While these are sentiments that owners love to hear, there is still a need to secure customers to make any brand work; so what will set the brand apart?
“I think first of all our brand is very fresh, very Asian and it is also very clean,” LaFosse asserts.
“We have very interesting management fees and also being a new group we are more flexible. Many of the companies here in the market are not very flexible.”
LaFosse explains that having the right contacts and using the right suppliers can save an owner a fortune in terms of capex — and this is where China enters the equation.
“We can find cheap equipment in China at a quarter of the price, which is a huge saving. I was speaking to an owner about a brand where you had to buy the products they supplied, one being a mattress from the US at a cost of AED 8000 ($2178),” he explains.
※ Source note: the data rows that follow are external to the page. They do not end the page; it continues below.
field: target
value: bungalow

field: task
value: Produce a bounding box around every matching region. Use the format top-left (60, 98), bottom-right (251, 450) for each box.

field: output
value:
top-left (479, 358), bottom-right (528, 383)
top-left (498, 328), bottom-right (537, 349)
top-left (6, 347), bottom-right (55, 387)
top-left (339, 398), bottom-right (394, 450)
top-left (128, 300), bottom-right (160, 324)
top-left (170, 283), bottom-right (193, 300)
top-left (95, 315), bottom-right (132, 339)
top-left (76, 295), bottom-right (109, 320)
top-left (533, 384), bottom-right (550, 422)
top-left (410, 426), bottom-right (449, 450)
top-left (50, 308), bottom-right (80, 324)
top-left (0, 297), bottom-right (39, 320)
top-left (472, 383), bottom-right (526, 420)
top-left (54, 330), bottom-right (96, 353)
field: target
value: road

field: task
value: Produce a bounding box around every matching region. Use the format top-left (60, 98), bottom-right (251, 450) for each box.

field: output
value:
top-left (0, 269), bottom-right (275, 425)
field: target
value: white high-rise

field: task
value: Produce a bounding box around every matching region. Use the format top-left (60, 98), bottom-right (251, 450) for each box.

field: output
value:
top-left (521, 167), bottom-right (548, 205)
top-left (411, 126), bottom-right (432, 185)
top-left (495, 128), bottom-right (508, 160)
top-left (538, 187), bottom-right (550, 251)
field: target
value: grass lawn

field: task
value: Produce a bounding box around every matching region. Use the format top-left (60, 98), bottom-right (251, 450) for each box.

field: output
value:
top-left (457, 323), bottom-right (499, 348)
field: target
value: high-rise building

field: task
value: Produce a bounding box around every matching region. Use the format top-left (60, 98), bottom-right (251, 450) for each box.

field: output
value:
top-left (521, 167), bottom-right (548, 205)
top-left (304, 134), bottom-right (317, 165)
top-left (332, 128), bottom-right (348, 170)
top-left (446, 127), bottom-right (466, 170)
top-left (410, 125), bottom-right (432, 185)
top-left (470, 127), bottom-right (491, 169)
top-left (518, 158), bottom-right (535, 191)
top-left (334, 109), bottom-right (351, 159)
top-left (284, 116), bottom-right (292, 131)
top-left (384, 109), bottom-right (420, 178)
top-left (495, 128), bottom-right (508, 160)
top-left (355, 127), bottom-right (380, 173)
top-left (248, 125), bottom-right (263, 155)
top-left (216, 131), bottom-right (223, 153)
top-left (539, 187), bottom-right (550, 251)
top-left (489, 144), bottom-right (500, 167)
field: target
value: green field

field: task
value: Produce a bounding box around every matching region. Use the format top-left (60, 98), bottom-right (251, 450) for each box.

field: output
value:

“I ordered one from America and got a supplier in Malaysia and asked if he could do me the same. He took the size of the springs and the pocket coil and he came back and said he could do it for a AED 1000 ($272). For a 500-room hotel you save AED 3.5 million ($ 952,873) so of course the owner is happy with that, so we are coming with a more flexible approach.”
First for Dubai
Having taken potential owners to see their operation in Thailand, it would appear that the brand’s efforts have born fruit.
Around 10 employees grace the new Dubai office and there are plans to “create further employment”. LaFosse has also been in discussions with owners in Dubai who want to change their properties’ branding.
Furthermore, there is a property confirmed and scheduled in Jebel Ali for a 2012 opening thanks in part to being “new on the market with lower fees” and the fact the company “can be more flexible than the big boys”.
Dubai will be the showcase for the brand, but the company’s eyes are already looking at Egypt, Lebanon, Qatar,Oman, and further afield.
“Our chairman has been approached to do some JV properties in Kenya and South Africa with some government bodies,” he adds.